Add datasketches HLL sketch aggregate functions#63143
Conversation
|
Thank you for your contribution to Apache Doris. Please clearly describe your PR:
|
|
run buildall |
|
run buildall |
|
compile |
FE UT Coverage ReportIncrement line coverage |
Cloud UT Coverage ReportIncrement line coverage Increment coverage report
|
FE UT Coverage ReportIncrement line coverage |
|
run buildall |
|
run buildall |
Cloud UT Coverage ReportIncrement line coverage Increment coverage report
|
FE UT Coverage ReportIncrement line coverage |
TPC-DS: Total hot run time: 171529 ms |
Hello @zclllyybb , I have added docs for the datasketches_hll_union_agg aggregate function(apache/doris-website#3711). Also, could you please help trigger /review again? I've fixed the new comments from the bot. |
TPC-H: Total hot run time: 31515 ms |
TPC-DS: Total hot run time: 168794 ms |
BE UT Coverage ReportIncrement line coverage Increment coverage report
|
FE UT Coverage ReportIncrement line coverage |
|
run p0 |
BE Regression && UT Coverage ReportIncrement line coverage Increment coverage report
|
FE Regression Coverage ReportIncrement line coverage |
|
run nonconcurrent |
|
run buildall |
|
|
||
| echo "install datasketches-cpp to thirdparty path before build be" | ||
| update_submodule "contrib/datasketches-cpp" "datasketches-cpp" "https://github.com/apache/datasketches-cpp/archive/refs/tags/5.2.0.tar.gz" | ||
| cd "${DORIS_HOME}/contrib/datasketches-cpp" |
There was a problem hiding this comment.
why maintain through contrib instead of thirdparty?

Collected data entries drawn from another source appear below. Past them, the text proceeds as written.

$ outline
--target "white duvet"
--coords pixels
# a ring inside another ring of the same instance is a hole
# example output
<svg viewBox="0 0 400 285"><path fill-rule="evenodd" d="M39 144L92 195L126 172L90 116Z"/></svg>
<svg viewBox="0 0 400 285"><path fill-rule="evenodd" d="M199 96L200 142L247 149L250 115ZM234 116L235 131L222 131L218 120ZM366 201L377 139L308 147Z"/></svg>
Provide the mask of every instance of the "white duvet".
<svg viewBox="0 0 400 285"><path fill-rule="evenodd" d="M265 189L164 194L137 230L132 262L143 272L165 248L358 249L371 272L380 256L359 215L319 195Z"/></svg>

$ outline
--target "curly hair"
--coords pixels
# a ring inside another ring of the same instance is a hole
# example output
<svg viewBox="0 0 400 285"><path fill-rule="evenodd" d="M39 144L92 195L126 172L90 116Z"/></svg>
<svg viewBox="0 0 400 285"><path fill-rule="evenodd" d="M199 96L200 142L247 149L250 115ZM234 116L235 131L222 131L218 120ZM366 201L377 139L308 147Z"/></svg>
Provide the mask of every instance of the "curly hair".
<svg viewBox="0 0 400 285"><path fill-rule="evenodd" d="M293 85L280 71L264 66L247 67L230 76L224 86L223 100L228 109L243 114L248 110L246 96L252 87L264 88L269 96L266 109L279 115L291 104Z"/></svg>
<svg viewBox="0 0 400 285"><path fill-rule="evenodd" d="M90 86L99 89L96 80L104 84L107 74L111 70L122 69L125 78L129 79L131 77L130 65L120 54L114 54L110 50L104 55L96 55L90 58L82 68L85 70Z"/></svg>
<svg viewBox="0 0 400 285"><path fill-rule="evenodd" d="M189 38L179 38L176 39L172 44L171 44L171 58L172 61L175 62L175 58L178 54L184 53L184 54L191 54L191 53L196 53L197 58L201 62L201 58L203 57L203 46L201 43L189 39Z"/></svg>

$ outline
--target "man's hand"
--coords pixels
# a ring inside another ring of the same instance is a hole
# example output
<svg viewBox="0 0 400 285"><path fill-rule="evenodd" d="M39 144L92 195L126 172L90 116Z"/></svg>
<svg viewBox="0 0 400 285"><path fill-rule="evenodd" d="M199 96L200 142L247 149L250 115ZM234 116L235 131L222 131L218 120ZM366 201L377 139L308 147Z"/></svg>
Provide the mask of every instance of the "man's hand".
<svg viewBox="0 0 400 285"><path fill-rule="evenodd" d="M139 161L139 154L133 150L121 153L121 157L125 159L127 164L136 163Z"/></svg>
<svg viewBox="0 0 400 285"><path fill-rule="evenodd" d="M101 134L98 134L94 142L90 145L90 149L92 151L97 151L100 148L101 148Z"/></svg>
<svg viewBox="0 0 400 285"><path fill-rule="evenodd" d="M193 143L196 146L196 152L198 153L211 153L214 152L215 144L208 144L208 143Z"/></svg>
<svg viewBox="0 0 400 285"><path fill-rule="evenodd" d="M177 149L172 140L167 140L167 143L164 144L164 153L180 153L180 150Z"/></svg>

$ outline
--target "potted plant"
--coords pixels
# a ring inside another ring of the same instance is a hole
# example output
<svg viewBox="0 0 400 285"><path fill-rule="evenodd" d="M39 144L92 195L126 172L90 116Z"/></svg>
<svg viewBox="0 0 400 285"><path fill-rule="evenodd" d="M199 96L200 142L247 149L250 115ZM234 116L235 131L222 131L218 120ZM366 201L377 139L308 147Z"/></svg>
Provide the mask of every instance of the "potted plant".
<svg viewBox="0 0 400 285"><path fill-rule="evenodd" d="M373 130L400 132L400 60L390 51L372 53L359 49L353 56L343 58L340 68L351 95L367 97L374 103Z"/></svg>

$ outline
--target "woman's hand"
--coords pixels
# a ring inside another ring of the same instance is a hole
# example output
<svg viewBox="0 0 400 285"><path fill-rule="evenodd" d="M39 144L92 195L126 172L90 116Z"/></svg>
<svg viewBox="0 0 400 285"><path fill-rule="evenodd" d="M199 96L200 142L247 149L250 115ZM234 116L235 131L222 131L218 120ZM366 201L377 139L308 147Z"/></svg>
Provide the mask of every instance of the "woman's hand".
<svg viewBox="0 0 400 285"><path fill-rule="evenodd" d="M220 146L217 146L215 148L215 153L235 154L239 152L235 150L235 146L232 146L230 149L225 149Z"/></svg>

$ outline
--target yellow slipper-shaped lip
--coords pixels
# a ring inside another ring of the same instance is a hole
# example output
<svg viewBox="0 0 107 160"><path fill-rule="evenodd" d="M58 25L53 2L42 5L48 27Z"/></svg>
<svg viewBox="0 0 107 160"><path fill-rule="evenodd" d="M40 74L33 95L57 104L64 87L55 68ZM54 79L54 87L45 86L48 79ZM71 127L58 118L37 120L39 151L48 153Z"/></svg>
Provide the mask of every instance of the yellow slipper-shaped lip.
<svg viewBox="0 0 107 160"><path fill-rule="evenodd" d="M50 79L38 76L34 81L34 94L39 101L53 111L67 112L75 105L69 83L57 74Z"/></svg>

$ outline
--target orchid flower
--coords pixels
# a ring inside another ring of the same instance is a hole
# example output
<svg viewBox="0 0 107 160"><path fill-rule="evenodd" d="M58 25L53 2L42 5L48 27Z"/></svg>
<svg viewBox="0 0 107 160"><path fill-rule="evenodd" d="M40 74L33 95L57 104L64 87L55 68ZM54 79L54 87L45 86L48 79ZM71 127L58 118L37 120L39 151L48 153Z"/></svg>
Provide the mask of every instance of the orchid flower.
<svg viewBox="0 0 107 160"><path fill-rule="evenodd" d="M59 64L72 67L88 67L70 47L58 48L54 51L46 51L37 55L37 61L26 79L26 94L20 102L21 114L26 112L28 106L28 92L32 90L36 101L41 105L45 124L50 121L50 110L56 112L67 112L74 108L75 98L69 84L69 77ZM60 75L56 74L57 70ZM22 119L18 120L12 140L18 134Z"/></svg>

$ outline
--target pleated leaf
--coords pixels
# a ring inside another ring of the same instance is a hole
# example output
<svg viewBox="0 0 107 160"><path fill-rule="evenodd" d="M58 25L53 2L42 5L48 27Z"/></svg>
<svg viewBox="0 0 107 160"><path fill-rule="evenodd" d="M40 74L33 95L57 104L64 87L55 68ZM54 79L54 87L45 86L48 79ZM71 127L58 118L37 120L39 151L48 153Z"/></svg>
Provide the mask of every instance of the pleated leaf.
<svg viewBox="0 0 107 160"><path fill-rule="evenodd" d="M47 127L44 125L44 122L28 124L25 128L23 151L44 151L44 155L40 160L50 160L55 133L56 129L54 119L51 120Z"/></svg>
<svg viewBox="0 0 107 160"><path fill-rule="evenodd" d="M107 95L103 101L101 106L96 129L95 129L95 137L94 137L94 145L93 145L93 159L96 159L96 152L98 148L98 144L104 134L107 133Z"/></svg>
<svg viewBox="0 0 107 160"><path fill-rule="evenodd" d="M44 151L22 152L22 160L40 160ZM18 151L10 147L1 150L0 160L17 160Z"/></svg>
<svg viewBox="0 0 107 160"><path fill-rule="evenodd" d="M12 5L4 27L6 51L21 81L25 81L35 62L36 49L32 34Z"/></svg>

| AggregateFunctionPtr create_aggregate_function_datasketches_hll_union_agg( | ||
| const std::string& name, const DataTypes& argument_types, const DataTypePtr& result_type, | ||
| const bool result_is_nullable, const AggregateFunctionAttr& attr) { | ||
| return creator_with_type_list<TYPE_STRING, TYPE_VARCHAR, TYPE_BINARY, TYPE_VARBINARY>::create< |
There was a problem hiding this comment.
In FE, you have only registered .args(StringType.INSTANCE). Do the other types also need to be registered in FE?
TPC-H: Total hot run time: 31164 ms |
| AggregateFunctionCreator creator = | ||
| create_aggregate_function_datasketches_hll_union_agg<AggregateFunctionHllSketchData>; | ||
| factory.register_function_both("datasketches_hll_union_agg", creator); | ||
| factory.register_alias("datasketches_hll_union_agg", "ds_hll_union_count"); |
There was a problem hiding this comment.
What is the basis for aliases? For the same behavior, sr named ds_hll_estimate, SnowFlake named DATASKETCHES_HLL_ESTIMATE. I think these should be registered with this name or alias.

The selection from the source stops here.